On April 25, 1986, a test was conducted during a routine maintenance shutdown to see if the reactor could produce electrical power for emergency equipment in the event that the station lost power. However, the test was performed when the reactor was in an unstable condition. The power was reduced significantly below the level it should have been to stabilize the reactor’s condition prior to shutdown. The RBMK reactor has a positive void coefficient, which means that steam production increases when power is increased, or water flow is decreased. This process causes fuel temperatures also to increase. When power levels are very low, it causes the positive void coefficient to become dominant. As a result, it creates unstable conditions for the reactor and makes it vulnerable to sporadic power surges.
Plant operators attempted to increase the power level to a stabilized condition.
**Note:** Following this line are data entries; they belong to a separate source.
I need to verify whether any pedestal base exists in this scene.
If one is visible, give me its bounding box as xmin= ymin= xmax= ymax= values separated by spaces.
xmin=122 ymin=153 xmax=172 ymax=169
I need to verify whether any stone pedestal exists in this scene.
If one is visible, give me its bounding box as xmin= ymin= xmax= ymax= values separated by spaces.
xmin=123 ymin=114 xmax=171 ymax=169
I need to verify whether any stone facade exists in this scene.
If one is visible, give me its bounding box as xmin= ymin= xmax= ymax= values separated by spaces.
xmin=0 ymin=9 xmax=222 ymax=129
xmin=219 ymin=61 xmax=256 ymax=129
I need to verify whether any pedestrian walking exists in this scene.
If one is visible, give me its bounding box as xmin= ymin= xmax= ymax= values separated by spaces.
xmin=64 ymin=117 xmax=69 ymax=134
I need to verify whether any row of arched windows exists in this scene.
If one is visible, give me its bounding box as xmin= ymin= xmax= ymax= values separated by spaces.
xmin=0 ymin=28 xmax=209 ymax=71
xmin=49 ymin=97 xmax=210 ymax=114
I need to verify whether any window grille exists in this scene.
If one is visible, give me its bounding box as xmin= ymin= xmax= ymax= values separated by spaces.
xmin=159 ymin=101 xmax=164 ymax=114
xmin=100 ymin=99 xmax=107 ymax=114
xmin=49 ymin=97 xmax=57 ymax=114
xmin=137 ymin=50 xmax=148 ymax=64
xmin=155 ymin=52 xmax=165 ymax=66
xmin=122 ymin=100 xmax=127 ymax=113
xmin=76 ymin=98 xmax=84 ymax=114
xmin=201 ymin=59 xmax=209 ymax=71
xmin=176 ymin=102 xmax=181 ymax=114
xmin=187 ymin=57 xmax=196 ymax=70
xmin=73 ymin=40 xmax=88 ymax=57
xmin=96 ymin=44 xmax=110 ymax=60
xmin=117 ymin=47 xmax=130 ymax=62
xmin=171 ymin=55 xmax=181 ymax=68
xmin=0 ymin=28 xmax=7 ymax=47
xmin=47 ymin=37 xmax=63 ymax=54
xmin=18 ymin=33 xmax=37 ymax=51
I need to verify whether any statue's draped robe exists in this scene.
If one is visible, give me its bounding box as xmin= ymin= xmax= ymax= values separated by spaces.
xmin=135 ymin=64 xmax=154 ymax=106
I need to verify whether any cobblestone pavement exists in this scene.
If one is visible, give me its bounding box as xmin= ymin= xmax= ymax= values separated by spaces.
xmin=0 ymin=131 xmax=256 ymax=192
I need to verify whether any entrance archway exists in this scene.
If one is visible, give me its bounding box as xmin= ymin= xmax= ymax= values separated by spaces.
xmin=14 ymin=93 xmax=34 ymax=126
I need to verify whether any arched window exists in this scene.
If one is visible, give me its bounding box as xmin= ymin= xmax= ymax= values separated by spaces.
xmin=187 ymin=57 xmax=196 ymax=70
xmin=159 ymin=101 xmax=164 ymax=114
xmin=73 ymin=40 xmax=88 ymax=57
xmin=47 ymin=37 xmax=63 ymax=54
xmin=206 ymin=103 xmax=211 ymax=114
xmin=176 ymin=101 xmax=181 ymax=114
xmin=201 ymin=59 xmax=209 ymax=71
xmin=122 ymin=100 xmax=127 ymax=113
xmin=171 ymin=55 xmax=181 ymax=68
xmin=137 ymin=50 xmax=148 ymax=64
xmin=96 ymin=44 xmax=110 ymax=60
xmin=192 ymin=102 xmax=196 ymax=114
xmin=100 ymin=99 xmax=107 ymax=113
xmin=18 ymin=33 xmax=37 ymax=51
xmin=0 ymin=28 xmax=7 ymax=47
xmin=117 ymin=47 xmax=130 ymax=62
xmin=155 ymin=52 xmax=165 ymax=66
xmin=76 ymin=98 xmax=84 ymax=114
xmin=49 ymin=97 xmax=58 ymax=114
Control rods are used to help keep the reactor controlled. However, only a handful of rods were used during the test compared to the minimum 30 rods required for safe operations. In an effort to maintain constant power, operators removed most of the control rods. This compromised the condition of the reactor even further. As operators continued to try and maintain power and steam pressure, they decided to lessen the amount of water needed to cool the reactor. A steam explosion occurred due to increased heat and steam production, and a second explosion followed seconds later.
The first explosion destroyed the reactor core and caused the cover of the reactor to be lifted. It also caused more than 1,500 pressure tubes to rupture. The reactor core was exposed following the second steam explosion, which is largely responsible for the release of radioactive materials into the environment. The explosions occurred at around 1:23 a.m. on April 26, 1986. Assessments of the accident determined that the cause of the explosions was due to a lack of safety procedure practices on part of the plant operators and some flaws in the design of the reactor.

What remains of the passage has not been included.